BIPEDALISM MODEL EVALUATOR   Home  
Classification: Efficiency
Mnemonic: Endurance Running
     
       
Specific Model: Endurance Running
Original Proponent(s): Carrier (1984), Bramble & Lieberman (2004),    
Basic Summary: Locomotor efficiency through endurance running led to greater bipedalism in early hominins. Overlaps considerably with the terrestrial hunting through endurance running model.    
Assessment: Popularity Ranking of classification: The broad Locomotor Efficiency category was ranked 3 out of 9 with 58% texts referring to suh ideas. 6% of texts referred to the Endurance Running model specifically.

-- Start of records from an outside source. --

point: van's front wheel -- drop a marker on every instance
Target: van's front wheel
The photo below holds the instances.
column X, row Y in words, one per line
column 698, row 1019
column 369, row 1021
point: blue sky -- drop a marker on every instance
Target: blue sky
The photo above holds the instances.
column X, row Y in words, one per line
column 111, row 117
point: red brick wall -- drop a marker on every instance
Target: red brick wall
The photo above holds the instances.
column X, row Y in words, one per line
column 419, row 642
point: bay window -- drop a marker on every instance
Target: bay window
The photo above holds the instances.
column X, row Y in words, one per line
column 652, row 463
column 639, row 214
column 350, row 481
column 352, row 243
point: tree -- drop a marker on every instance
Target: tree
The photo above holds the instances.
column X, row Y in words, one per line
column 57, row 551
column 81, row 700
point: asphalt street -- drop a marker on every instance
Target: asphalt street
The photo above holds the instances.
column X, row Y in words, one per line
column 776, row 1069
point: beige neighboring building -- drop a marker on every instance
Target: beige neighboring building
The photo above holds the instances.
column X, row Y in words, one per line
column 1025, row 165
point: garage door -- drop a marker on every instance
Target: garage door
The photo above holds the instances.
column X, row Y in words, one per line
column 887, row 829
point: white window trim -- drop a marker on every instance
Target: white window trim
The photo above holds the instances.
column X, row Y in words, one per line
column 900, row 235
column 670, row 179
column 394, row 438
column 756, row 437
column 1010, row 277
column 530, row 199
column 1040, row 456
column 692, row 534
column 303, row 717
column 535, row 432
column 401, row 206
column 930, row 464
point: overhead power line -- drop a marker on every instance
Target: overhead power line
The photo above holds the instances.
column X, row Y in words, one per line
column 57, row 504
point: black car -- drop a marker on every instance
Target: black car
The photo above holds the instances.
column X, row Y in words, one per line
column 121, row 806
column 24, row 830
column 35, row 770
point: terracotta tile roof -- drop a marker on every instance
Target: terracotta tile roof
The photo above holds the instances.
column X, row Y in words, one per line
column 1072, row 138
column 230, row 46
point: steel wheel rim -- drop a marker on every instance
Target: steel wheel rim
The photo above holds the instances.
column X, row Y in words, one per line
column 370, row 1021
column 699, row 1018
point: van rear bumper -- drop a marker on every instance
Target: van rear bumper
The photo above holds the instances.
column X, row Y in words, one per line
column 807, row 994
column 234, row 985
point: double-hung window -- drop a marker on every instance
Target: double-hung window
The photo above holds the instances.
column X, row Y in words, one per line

Simple Evaluation: #16 (=2) / 41 (57%)
Detailed Evaluation: #21 (=3) / 41 (55%)
   
Discussion: In two recent papers Brambble, Lieberman and others have added weight to Carrier's Endurance Running" ideas of the 1980s. It overlaps with that model greatly, of course, but is included here seperately under the category of "energy efficiency" whereas Carrier's version stressed the mode of locomotion more in the sense of hunting and carrying.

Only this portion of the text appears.